Israel's Olmert dodges jail time in graft case
A Jerusalem court on Monday handed former Israeli prime minister Ehud Olmert a US$19,000 fine and a suspended jail sentence for graft, Israeli media reported.
A Jerusalem court on Monday handed former Israeli prime minister Ehud Olmert a US$19,000 fine and a suspended jail sentence for graft, meaning he will serve no jail time, Israeli media reported.
The Jerusalem District Court sentenced the former premier to a one year jail sentence suspended for three years and fined him 75,300 shekels (US$19,200), the reports said.
Reading the 27-page ruling, Judge Mussiya Arad said Olmert was guilty of a “grave and absolute conflict of interest” and that the gravity of the case required “a practical response,” Israeli public radio reported.
On July 10, the court found Olmert guilty of breach of trust in a closely watched corruption case, but cleared him on two other charges, in a verdict he himself declared was just.
The conviction related to favours that Olmert granted a former colleague while he was serving as the trade and industry minister and could have seen him face a jail term of up to three years.

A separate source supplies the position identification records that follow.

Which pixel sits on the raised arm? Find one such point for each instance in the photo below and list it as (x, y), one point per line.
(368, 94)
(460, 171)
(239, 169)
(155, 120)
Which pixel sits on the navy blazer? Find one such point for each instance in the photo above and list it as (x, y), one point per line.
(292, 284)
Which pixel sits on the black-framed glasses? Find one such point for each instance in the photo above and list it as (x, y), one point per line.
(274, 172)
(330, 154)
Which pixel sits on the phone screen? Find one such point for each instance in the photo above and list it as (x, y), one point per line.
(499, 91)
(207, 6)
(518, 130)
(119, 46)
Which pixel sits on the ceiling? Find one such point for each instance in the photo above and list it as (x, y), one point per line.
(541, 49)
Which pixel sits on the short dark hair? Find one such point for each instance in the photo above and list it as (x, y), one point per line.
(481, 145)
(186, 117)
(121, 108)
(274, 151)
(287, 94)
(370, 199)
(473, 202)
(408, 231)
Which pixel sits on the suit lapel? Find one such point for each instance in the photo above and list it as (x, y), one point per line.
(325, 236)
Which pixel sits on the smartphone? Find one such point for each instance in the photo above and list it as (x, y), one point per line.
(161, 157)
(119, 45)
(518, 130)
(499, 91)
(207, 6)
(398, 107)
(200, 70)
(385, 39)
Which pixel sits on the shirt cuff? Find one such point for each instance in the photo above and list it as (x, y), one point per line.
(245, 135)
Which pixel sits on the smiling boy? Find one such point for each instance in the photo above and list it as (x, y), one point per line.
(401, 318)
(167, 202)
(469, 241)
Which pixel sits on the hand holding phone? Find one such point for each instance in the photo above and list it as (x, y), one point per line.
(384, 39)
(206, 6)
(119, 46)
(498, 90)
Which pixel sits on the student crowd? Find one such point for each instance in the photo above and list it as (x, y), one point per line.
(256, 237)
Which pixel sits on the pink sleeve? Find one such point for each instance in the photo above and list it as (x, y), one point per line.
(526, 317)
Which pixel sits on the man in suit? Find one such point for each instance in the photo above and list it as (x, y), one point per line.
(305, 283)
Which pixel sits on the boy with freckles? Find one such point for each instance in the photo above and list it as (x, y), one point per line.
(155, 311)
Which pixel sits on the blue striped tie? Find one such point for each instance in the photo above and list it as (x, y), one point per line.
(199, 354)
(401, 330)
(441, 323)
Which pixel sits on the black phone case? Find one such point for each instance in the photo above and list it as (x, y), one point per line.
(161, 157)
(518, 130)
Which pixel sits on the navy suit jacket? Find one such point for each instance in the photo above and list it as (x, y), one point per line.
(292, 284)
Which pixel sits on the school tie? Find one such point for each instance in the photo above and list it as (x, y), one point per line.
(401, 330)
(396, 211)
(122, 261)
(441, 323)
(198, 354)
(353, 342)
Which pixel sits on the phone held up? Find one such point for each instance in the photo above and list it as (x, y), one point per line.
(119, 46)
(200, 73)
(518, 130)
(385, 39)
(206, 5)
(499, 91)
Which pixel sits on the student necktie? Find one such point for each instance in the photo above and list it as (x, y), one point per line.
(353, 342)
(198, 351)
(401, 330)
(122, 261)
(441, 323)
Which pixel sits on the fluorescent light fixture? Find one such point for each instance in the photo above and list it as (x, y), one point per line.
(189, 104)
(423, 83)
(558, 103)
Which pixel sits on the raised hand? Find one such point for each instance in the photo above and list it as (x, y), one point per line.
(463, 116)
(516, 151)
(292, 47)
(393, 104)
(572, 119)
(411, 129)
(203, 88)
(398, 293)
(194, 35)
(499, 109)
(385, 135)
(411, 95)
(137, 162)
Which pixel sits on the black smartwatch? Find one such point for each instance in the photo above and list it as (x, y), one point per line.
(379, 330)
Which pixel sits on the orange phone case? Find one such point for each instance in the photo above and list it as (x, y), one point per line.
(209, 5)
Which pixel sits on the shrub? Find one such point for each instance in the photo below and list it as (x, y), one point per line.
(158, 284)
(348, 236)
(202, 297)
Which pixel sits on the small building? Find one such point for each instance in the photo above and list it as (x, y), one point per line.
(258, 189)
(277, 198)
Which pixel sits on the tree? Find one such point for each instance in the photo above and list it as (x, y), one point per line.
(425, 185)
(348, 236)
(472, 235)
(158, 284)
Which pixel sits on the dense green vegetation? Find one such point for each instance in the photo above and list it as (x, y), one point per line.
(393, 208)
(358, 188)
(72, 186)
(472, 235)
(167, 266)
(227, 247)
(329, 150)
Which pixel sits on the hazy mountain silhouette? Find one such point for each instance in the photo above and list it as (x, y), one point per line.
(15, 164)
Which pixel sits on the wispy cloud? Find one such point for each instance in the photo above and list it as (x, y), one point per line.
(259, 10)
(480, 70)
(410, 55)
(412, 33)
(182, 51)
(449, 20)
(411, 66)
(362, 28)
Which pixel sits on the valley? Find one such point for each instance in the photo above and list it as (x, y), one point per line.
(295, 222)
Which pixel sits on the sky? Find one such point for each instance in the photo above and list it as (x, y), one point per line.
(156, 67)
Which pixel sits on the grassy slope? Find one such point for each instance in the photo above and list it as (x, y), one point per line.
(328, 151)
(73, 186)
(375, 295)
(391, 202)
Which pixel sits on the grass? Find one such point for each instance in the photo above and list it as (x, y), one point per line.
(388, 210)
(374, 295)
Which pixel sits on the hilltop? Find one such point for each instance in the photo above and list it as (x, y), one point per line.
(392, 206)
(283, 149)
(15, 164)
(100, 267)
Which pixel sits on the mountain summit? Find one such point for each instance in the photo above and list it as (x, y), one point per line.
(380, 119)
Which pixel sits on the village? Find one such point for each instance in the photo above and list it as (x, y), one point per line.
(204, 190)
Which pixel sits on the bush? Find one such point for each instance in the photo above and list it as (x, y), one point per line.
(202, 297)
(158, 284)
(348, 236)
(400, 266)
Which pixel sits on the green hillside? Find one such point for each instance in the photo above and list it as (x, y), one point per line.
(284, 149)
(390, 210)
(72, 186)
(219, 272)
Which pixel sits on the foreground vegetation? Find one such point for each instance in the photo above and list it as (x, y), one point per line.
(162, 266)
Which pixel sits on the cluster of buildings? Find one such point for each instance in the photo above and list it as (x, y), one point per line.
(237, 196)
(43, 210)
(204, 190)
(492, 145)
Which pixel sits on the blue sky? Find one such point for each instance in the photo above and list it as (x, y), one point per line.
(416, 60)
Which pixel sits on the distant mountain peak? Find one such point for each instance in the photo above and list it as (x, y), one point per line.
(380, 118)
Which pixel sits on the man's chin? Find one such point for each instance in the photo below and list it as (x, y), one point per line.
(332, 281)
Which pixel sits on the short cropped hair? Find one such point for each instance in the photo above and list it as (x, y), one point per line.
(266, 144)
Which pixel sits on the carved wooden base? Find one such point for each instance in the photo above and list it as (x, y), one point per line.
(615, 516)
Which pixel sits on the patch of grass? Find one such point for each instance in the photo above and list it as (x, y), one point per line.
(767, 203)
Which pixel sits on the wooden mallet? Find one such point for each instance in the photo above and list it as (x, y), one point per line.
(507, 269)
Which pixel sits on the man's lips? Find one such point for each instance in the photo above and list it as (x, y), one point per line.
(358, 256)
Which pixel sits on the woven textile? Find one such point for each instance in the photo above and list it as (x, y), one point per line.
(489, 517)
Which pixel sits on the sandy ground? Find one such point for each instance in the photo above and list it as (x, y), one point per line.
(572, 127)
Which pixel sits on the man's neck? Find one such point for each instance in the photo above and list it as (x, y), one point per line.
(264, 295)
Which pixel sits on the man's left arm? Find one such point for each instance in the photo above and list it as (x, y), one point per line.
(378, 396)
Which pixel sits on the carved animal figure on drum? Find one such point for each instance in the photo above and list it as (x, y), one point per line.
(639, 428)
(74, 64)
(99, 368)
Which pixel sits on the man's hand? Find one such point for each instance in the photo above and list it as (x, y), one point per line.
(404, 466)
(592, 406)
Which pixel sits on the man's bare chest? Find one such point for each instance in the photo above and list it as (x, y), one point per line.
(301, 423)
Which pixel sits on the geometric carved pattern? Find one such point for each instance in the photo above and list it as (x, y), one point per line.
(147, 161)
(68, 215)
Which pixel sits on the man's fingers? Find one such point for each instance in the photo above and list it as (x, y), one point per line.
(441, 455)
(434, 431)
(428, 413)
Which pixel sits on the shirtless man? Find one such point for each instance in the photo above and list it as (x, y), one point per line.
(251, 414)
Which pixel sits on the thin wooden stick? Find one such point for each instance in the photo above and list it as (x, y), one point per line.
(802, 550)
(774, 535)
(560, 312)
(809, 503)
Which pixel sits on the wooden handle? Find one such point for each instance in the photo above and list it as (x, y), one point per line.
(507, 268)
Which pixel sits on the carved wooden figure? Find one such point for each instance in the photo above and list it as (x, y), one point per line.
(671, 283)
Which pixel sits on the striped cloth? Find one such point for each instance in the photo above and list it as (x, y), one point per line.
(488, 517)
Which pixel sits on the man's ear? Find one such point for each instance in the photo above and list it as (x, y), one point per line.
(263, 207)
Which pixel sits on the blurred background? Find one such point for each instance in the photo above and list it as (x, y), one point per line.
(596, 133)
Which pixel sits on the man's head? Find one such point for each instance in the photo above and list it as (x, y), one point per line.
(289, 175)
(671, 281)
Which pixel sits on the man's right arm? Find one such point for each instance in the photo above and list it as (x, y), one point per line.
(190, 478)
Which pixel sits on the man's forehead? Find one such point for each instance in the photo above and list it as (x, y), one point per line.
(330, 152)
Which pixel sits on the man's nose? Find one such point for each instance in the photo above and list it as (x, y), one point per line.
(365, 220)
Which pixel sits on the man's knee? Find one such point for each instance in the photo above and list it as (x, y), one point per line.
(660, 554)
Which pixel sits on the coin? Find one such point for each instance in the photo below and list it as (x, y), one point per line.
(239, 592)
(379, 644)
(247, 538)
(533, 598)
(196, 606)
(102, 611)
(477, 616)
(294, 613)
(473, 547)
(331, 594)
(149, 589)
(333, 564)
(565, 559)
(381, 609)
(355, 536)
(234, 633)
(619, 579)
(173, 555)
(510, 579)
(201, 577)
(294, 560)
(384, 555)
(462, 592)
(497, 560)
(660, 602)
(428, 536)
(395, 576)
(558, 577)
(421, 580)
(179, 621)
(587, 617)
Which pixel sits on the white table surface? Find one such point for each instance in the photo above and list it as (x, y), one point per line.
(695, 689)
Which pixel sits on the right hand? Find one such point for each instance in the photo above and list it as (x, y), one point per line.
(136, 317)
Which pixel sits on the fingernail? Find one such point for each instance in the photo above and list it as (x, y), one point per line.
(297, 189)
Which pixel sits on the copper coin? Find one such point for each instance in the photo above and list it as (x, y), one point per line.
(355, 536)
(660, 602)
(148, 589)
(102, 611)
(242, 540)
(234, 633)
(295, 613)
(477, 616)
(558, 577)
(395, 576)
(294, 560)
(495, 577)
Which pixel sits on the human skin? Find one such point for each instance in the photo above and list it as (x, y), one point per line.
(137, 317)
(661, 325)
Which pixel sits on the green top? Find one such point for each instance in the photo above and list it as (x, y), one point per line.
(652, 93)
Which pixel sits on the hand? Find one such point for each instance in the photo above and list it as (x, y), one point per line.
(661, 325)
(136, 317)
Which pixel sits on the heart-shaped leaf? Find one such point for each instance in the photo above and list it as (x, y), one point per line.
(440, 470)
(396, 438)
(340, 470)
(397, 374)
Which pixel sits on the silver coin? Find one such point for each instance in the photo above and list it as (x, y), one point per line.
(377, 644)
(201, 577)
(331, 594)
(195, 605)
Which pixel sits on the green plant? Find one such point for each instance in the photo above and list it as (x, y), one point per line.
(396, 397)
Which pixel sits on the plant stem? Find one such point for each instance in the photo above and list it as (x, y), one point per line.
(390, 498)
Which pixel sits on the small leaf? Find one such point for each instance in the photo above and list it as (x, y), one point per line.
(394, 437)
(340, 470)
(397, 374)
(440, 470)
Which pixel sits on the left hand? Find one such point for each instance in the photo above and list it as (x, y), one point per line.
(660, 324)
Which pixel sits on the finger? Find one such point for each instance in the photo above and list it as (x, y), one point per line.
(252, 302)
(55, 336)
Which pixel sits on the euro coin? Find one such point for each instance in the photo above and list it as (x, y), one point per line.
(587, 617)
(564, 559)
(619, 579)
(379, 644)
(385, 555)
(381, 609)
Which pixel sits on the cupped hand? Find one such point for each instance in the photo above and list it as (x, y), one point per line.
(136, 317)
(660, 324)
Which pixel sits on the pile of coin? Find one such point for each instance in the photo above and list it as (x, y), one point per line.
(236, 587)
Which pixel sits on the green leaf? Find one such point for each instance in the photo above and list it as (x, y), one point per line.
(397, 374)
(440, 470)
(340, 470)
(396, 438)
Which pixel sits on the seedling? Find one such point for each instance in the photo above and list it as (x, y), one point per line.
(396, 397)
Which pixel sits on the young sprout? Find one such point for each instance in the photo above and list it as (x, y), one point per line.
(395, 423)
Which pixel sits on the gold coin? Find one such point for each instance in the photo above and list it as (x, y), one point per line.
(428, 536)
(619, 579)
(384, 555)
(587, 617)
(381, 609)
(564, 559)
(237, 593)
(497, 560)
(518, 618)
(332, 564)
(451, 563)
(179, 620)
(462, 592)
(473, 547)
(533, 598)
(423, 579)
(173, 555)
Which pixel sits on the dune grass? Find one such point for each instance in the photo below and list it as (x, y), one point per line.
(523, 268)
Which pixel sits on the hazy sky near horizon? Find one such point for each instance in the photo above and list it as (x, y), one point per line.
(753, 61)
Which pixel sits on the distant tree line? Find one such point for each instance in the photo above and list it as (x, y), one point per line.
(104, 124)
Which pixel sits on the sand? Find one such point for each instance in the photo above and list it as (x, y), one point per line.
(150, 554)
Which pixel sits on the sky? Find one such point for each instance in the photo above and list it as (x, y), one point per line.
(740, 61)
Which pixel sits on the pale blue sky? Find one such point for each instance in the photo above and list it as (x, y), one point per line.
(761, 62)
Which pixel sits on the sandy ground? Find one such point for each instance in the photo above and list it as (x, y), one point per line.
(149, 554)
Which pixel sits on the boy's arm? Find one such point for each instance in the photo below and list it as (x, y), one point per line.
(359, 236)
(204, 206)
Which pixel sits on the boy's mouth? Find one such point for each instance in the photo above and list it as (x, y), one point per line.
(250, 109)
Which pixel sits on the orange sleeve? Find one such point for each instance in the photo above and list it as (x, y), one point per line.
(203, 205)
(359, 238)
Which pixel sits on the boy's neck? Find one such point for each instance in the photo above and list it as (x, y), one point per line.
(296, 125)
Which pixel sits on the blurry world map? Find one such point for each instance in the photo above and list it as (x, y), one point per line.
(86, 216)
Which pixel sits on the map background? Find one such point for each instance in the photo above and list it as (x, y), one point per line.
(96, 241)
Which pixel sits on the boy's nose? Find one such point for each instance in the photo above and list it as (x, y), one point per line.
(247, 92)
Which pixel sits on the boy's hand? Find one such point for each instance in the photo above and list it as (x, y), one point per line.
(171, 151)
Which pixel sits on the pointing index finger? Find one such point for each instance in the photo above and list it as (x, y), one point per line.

Olmert was mayor of Jerusalem from 1993 to 2003, after which he served as a cabinet minister, holding the trade and industry portfolio as well as several others, before becoming premier in 2006.
He led the centre-right Kadima party into government, but resigned from the premiership in September 2008 after police recommended that he be indicted in several graft cases.
Olmert still faces a second trial over allegations he accepted bribes during his time as Jerusalem mayor to pave the way for the construction of the city’s massive Holyland residential complex.